Ainsi, la cour de cassation considère que : « La cession d’un fonds de commerce comprenant la cession de la propriété des droits sur des marques n’emporte pas cession du contrat de distribution exclusive des produits revêtus de ces marques. »

Dès lors, aucun fondement juridique ne pouvait imposer à l’acquéreur du fonds de poursuivre ce contrat.

Toutefois, la Cour de cassation laisse planer un doute sur la responsabilité civile de l’acquéreur au visa de l’article 1240 du code civil.

La responsabilité de l’acquéreur du fonds de commerce en tant que complice de l’inexécution du contrat ?

Pour rappel, depuis l’arrêt Bootshop du 6 octobre 2006, le tiers à un contrat peut invoquer, sur le fondement de la responsabilité délictuelle, un manquement contractuel dès lors que ce manquement lui a causé un dommage. (Cass. ass. plén., 6 oct. 2006, n° 05-13255 : Bull. civ. ass. plén.).

Ainsi, la société lésée par la non-exécution du contrat de distribution, invoquait une collusion entre l’acquéreur et le cédant empêchant l’exécution jusqu’à son terme du contrat de distribution.

Au visa de l’article 1200 et 1241 du code civil, la Cour de cassation a considéré  que :

« En se déterminant ainsi, sans rechercher si la société Laboratoires de Biarritz international n’avait pas connaissance, lors de l’acquisition du fonds de commerce, de l’accord de distribution exclusive conclu par la société Les laboratoires de Biarritz et si elle ne s’était pas sciemment rendue complice de l’inexécution de cet accord par la société Les laboratoires de Biarritz, la cour d’appel a privé sa décision de base légale. »

Il est donc reproché aux juges de la cour d’appel de ne pas avoir vérifié si l’acquéreur du fonds de commerce n’avait pas connaissance du contrat de distribution et s’il n’avait pas sciemment été complice de l’inexécution du contrat par le cédant.

Cette solution peut paraître sévère.

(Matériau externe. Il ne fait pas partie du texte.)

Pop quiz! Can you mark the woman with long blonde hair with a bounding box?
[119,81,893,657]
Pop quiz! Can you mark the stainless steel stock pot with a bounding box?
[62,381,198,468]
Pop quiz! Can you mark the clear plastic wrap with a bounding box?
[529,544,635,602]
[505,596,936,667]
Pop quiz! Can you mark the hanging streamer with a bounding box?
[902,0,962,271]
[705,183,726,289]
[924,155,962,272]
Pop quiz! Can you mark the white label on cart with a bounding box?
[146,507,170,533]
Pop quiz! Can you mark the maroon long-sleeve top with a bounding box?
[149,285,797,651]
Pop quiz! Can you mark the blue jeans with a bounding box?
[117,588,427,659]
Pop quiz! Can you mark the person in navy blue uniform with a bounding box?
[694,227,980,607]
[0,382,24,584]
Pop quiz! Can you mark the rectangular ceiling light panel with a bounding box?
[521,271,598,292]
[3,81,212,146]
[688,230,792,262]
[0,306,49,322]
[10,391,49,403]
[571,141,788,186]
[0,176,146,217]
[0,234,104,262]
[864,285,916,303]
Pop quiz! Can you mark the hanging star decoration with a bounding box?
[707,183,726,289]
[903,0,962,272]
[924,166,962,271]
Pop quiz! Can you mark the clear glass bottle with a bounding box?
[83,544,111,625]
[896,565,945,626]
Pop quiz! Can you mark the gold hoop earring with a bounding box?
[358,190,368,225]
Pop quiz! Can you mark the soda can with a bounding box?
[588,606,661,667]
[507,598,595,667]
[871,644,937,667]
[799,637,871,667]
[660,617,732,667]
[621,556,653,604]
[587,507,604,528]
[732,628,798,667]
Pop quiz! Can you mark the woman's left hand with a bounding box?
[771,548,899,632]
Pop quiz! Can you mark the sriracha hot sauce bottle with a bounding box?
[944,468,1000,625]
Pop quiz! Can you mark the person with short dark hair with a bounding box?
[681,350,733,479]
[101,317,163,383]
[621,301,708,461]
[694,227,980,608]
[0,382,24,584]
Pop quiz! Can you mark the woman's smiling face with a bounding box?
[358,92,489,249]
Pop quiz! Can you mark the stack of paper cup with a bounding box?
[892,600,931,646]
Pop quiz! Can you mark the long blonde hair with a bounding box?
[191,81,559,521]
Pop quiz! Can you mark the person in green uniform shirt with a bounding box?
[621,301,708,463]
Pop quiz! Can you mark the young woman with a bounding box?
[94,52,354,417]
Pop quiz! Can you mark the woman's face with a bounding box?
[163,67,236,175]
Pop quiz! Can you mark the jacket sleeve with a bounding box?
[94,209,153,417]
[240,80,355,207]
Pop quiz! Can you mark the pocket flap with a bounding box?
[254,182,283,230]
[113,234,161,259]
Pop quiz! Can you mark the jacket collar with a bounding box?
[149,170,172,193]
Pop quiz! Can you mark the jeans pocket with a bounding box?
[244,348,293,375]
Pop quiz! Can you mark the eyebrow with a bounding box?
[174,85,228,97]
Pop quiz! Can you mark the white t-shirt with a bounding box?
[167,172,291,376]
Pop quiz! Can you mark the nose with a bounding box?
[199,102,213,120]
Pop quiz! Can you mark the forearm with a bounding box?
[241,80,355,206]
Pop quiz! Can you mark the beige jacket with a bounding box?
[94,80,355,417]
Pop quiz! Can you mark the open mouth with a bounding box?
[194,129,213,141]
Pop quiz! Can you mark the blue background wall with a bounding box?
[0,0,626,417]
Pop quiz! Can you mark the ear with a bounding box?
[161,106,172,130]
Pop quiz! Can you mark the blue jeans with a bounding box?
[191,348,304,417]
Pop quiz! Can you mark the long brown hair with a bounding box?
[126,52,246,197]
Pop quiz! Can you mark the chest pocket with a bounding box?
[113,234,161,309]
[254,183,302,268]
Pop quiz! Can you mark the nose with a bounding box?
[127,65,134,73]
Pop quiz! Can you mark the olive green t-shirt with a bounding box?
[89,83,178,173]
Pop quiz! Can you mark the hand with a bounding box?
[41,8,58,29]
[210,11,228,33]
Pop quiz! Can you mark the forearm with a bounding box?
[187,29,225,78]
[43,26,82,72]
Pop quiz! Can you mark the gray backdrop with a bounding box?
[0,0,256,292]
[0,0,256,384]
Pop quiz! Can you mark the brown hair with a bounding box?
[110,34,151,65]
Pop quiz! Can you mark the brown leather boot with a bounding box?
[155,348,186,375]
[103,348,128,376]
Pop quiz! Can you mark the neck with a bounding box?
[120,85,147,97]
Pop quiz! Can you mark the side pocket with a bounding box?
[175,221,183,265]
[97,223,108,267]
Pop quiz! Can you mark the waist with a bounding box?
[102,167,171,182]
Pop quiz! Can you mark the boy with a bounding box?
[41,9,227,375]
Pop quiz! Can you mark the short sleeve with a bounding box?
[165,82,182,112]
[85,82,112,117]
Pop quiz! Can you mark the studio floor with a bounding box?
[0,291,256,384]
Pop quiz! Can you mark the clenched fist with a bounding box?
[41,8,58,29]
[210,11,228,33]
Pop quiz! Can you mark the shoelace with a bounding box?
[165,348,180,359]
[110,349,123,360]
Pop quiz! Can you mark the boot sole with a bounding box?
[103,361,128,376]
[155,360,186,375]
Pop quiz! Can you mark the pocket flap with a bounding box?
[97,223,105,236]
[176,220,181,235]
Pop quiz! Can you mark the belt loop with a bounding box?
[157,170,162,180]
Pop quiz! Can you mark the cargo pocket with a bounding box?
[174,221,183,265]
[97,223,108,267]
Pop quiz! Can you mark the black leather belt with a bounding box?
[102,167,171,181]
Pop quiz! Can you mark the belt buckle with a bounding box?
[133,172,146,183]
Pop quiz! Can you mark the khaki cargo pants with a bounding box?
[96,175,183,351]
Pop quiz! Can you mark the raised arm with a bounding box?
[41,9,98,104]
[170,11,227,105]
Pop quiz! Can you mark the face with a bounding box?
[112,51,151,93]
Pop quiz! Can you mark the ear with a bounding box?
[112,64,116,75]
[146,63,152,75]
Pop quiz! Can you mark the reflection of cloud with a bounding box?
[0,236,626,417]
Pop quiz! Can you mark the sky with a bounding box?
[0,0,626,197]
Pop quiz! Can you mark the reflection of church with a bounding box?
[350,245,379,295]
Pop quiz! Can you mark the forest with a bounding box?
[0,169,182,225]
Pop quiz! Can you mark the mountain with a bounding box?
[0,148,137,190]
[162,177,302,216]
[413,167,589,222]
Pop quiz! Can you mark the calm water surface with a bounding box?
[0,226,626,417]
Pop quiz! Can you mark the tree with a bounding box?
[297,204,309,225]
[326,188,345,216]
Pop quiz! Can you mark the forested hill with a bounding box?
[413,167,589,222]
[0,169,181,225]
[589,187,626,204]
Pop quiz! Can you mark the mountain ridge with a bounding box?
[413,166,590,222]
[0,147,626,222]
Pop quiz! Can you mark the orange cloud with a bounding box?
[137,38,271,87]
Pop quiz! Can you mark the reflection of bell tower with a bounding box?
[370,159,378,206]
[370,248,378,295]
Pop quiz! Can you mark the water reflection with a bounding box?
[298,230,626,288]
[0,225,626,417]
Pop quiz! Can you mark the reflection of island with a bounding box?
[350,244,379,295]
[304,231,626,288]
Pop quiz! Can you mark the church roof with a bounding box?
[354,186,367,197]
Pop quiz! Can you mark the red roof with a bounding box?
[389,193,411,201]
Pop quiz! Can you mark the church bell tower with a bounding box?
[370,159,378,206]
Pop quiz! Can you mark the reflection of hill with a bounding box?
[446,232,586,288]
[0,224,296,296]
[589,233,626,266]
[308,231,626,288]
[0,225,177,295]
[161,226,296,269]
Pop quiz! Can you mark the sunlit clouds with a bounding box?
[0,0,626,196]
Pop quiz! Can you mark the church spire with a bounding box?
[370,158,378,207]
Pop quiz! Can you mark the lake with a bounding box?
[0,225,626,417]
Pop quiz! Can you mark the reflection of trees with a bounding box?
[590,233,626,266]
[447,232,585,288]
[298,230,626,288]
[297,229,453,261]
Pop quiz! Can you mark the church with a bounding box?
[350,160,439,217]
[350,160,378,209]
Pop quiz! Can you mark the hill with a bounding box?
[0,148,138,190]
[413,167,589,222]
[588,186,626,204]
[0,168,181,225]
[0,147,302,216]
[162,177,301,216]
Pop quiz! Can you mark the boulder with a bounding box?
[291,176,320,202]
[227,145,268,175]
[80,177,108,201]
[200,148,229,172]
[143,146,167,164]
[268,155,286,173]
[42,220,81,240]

En effet, elle laisse présumer un manquement par l’acquéreur lors de la cession. Or, on voit mal la faute qui pourrait être reproché à l’acquéreur du fonds de commerce. En effet, l’acquéreur n’est pas responsable du comportement du cédant concernant des contrats qui ne sont pas transmis avec le fonds de commerce.

Toutefois, cette réponse de la Cour doit être modérée. En effet, il s’agit d’une cassation pour manque de base légale. De plus, lors du renvoi devant les juges du fond, il sera compliqué d’apporter des éléments de preuves démontrant que l’acquéreur s’est rendu complice de l’inexécution de l’accord.